The creation of economic opportunities
It’s estimated that 58.5 million people were employed in aquaculture in 2023. In places where economic opportunity is limited otherwise, the industry has the potential to (and does) lift people out of poverty. We’ll discuss one of the issues with this later on, though.
An improved feed conversion ratio
Any food that we rear has to be fed in order to eventually feed us. The resources (and amount of them) required varies with the animal product, for example:
- 6.8 pounds of feed are needed to produce a pound of cattle
- Only 1.1 pounds of feed produces a pound of fish.
Considering their protein-density and the fact that they’re packed with healthy oils, vitamins, and minerals, it’s clear that fish farming weighs up well in terms of resource demand. Especially when compared to agriculture, which is often incredibly resource-intensive — up to 23% of global greenhouse gas emissions come directly or indirectly from agriculture.
When you also take into account that half of the world’s habitable land is used for agriculture, it becomes clearer why we need to look for alternatives.
Where aquaculture needs to be improved
Since the birth of aquaculture, people have been wary of its repercussions — cautious about the very real possibility that we’d just be setting up a food factory similar to agriculture on land. Indeed, it has often looked suspiciously similar; the National Geographic reports that in the 1980s, ‘swathes of tropical mangroves’ were bulldozed to create farms that now serve a huge amount of the world’s shrimp.
Like with any industry, aquaculture itself isn’t a problem — it’s the rapid spread and lack of regulation. In a capitalist system, production can quickly become a race to the bottom: who can spend less and make more? Cuts are made – or investments never established in the first place – to processes that allow for environmental and health-based best practices. Nets aren’t replaced, fish are given harmful feed to maximise growth and are fed antibiotics, and worker pay is reduced.
While aquaculture has a whole host of benefits, they apply to the best-case scenario, when healthy practices and regulations are followed strictly. The issue is that, with the industry still being in its infancy, there is very little standardisation when it comes to regulation.
This can often lead to unfair labour practices. As The Global Seafood Alliance puts it, “if many jobs are available but companies do not treat their employees fairly, then that does not accomplish the goal.” Limited oversight leads to problems with compensation and expectation, which leads to reduced ability to carry out high-quality work. This cycle can defeat the very point of aquaculture.
But there is hope for this blossoming industry. Companies like The Global Seafood Alliance are doing great work to advocate for aquaculture standards and worker treatment.
When done sustainably, aquaculture can address many of our environmental and social concerns like reducing our carbon footprint while producing enough food for the world’s population. Seaweed cultivation, in particular, has many advantages in this sense. Not only does it create a refuge habitat for other marine species, but it also sequesters a huge amount of carbon dioxide — more than forests.
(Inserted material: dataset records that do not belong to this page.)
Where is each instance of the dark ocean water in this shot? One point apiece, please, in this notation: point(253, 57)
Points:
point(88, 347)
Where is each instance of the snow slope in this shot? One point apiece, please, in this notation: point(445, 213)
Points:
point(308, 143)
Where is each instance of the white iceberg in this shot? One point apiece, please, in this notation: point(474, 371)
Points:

Aquaculture requires water quality monitoring
An industry based on the health of a body of water requires a dedicated water quality monitoring approach. Without healthy water, there is no end product, be it fish, kelp, or clams.
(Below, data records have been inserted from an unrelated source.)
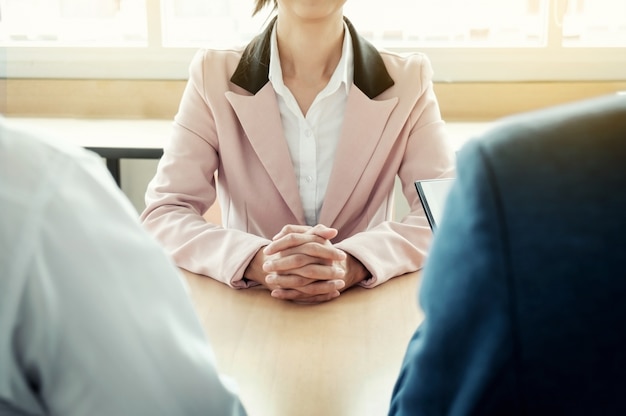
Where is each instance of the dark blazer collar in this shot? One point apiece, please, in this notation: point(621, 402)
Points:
point(370, 74)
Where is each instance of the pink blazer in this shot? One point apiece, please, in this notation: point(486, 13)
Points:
point(229, 123)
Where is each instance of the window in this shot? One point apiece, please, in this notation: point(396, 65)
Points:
point(466, 40)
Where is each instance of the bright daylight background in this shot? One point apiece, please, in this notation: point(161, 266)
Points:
point(484, 40)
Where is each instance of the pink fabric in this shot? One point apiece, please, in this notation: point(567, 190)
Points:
point(222, 128)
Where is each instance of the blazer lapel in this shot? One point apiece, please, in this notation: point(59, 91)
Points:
point(363, 128)
point(260, 118)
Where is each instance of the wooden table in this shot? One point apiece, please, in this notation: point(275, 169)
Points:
point(339, 358)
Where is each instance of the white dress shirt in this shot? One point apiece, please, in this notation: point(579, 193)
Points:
point(94, 318)
point(313, 139)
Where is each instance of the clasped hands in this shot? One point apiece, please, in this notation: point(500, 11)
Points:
point(301, 264)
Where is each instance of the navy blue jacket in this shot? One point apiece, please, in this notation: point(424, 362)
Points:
point(524, 292)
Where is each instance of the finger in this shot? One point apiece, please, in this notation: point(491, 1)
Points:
point(292, 240)
point(319, 230)
point(323, 231)
point(307, 300)
point(313, 289)
point(305, 282)
point(308, 244)
point(312, 271)
point(292, 259)
point(288, 281)
point(291, 229)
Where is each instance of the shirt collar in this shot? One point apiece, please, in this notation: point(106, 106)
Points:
point(343, 74)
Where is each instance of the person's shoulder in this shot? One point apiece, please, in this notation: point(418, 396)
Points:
point(407, 69)
point(38, 150)
point(412, 61)
point(214, 58)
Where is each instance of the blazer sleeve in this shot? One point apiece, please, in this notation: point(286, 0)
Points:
point(393, 248)
point(184, 188)
point(461, 360)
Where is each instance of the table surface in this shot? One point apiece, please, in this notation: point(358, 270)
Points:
point(337, 358)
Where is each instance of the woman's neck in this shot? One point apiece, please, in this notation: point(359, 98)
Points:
point(310, 51)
Nutrient buildup, for example, can occur when fish density is high in a small area. If fish waste has nowhere to go, it builds up and eventually depletes the water’s oxygen levels. This, in turn, can create algal blooms and even dead zones. Ammonia, ammonium, nitrate, nitrite, temperature, and dissolved oxygen levels all need to be closely monitored to stay ahead of potential toxicity and keep marine organisms healthy.
This flourishing industry faces a unique set of challenges — ones that we’re sure it’s capable of facing!